The four will try to agree on a European position on the vote, which could see a member country leave the bloc for the first time ever, ahead of a summit of EU leaders in Brussels starting on Tuesday.
Parliamentary leaders were meeting separately, and European commissioners — the EU's executive body — could hold separate talks later.
EU officials have been aware of the possibility that a British vote to leave might come, but while the possibility of an exit is enshrined in EU law no one is sure how a departure would play out.
The head of the biggest bloc in the parliament fired an early warning shot at Prime Minister David Cameron that Britain should expect no free ride as it negotiates its departure.
"There cannot be any special treatment for the United Kingdom. The British people have expressed their wish to leave the EU. Leave means leave.
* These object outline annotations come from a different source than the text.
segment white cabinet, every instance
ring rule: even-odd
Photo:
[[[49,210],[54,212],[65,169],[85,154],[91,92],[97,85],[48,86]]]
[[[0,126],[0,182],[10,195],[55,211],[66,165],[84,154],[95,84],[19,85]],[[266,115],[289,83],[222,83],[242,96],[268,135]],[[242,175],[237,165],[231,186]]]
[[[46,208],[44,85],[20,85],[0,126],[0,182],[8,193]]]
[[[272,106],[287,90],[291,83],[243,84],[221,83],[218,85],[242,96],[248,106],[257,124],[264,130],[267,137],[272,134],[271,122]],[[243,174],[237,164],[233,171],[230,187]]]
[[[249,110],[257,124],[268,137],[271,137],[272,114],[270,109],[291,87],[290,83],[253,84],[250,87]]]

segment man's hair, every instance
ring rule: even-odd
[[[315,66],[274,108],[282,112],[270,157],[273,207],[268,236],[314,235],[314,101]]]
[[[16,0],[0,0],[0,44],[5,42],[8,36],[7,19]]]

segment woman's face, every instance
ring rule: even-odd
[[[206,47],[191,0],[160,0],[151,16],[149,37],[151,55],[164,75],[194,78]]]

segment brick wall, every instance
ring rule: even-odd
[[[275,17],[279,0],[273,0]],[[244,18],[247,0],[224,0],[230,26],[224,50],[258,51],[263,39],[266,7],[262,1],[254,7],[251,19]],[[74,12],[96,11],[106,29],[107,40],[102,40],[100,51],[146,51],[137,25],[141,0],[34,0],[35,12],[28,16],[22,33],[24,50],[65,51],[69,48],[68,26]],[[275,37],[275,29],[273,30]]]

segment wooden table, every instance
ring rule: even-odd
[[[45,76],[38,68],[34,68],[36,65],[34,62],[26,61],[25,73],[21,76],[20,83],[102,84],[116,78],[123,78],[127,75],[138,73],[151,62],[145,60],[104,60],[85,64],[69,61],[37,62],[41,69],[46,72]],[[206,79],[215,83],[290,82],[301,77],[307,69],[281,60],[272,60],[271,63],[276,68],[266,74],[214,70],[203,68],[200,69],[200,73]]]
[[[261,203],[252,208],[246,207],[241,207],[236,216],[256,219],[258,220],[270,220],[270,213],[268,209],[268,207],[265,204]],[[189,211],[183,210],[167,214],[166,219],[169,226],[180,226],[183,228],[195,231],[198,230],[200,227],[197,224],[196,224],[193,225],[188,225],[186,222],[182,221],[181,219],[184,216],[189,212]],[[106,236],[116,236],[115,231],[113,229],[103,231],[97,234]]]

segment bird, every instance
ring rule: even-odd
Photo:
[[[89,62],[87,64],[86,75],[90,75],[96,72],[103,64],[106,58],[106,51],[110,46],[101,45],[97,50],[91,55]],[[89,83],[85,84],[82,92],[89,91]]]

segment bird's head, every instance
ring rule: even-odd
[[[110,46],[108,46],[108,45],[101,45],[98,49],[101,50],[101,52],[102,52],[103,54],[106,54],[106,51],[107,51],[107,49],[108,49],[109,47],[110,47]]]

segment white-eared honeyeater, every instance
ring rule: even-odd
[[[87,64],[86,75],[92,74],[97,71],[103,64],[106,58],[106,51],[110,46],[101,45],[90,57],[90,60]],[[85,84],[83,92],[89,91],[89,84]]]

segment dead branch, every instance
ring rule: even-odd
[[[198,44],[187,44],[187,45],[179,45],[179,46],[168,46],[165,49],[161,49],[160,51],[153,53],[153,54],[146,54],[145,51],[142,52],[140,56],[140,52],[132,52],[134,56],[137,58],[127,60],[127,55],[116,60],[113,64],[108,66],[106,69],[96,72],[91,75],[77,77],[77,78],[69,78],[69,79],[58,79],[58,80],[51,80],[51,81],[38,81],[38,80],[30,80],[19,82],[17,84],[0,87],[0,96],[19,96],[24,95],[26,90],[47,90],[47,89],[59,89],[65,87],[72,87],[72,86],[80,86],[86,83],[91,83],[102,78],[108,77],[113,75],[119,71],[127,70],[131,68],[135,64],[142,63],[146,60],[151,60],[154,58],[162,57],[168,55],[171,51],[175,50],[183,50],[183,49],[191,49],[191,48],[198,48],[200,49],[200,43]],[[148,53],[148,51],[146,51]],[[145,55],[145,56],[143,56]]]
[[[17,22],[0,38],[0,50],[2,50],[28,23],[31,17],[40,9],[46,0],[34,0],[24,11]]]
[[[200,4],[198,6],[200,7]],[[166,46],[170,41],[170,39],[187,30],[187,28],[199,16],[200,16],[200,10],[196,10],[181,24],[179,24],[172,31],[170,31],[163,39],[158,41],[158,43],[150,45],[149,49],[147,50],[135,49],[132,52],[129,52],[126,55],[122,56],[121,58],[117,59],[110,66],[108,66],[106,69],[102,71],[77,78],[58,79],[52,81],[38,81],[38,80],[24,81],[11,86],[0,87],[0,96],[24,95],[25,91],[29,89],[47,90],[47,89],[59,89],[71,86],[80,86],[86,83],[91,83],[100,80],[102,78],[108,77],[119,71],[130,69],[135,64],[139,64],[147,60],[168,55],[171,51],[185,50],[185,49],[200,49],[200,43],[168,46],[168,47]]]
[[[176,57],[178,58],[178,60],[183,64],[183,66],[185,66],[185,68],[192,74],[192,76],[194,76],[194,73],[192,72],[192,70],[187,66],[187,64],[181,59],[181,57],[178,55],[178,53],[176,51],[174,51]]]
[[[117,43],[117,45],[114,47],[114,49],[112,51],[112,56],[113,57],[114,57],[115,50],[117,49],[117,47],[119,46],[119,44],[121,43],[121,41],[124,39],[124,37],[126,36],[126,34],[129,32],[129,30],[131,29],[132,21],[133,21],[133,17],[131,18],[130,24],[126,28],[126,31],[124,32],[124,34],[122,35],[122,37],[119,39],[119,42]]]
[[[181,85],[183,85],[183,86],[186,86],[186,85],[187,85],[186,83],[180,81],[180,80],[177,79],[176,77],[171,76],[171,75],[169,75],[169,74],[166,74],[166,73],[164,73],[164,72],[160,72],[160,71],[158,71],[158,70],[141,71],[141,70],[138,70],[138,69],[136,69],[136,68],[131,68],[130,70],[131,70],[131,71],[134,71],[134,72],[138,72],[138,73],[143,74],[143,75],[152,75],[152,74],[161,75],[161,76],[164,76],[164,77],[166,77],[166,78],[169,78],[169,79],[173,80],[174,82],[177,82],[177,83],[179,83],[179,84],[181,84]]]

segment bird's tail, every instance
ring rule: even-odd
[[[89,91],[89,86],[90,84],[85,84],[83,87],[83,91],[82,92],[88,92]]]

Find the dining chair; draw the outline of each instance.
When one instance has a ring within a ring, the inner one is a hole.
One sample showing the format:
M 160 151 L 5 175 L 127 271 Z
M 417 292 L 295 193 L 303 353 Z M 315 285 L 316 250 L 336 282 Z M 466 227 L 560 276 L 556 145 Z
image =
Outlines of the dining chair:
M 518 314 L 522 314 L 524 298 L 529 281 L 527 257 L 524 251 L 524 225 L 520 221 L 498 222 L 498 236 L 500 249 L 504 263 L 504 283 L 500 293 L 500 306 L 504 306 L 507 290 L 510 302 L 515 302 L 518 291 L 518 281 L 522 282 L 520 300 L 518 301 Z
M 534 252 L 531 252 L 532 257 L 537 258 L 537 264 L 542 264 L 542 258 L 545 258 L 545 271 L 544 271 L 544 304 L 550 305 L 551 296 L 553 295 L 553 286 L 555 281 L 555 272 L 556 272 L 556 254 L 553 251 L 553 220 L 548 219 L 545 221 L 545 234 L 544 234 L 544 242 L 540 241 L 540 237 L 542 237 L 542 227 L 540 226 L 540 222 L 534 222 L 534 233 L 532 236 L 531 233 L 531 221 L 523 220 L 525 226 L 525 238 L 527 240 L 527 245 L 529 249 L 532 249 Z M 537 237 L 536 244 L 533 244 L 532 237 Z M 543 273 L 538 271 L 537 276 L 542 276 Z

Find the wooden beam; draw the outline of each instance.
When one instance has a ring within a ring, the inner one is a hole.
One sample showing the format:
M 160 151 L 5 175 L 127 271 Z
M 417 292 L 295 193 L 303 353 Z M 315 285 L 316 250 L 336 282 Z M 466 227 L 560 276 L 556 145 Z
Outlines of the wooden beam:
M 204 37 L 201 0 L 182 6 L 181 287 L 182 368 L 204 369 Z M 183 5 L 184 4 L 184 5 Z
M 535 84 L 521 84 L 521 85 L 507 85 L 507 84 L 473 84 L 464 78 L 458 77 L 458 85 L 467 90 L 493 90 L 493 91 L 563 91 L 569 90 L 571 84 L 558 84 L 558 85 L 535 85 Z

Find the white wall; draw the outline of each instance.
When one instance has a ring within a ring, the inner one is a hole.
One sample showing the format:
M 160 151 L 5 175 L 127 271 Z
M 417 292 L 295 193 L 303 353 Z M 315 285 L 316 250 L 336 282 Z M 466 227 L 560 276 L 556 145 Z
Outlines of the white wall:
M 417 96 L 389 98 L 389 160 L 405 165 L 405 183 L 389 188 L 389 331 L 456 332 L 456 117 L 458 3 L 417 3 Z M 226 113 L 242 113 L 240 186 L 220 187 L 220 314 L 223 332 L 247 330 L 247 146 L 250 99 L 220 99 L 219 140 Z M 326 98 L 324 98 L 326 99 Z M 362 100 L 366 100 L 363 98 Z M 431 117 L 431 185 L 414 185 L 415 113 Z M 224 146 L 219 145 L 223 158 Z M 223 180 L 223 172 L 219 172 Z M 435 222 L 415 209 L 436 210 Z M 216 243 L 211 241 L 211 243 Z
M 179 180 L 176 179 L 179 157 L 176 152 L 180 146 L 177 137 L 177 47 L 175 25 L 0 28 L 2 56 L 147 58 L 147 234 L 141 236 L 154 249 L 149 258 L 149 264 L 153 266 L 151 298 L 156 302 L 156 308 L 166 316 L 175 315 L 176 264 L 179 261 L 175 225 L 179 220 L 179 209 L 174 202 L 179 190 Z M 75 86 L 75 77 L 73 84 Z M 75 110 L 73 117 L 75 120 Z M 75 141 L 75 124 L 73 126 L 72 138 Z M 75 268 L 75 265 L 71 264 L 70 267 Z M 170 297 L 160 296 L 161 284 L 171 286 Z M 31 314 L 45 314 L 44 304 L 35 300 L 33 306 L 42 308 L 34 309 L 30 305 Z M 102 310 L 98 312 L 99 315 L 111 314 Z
The times of cherry-picking are over," European Peoples Party leader Manfred Weber said.
He insisted that the exit negotiations "should be concluded within two years."
This insistence on a "hard exit" is aimed at discouraging other countries from wanting to leave the bloc in the belief that they might be able to negotiate a comfortable partnership from the outside.
Many European officials fear the U.K. vote will play into the hands of the far right and left and fuel calls for referendums in other countries.
The exit vote also raises troubling questions about the future of Europe in the wake of the economic crisis, concern about Greece's place in the euro and the EU's inability to manage the refugee emergency.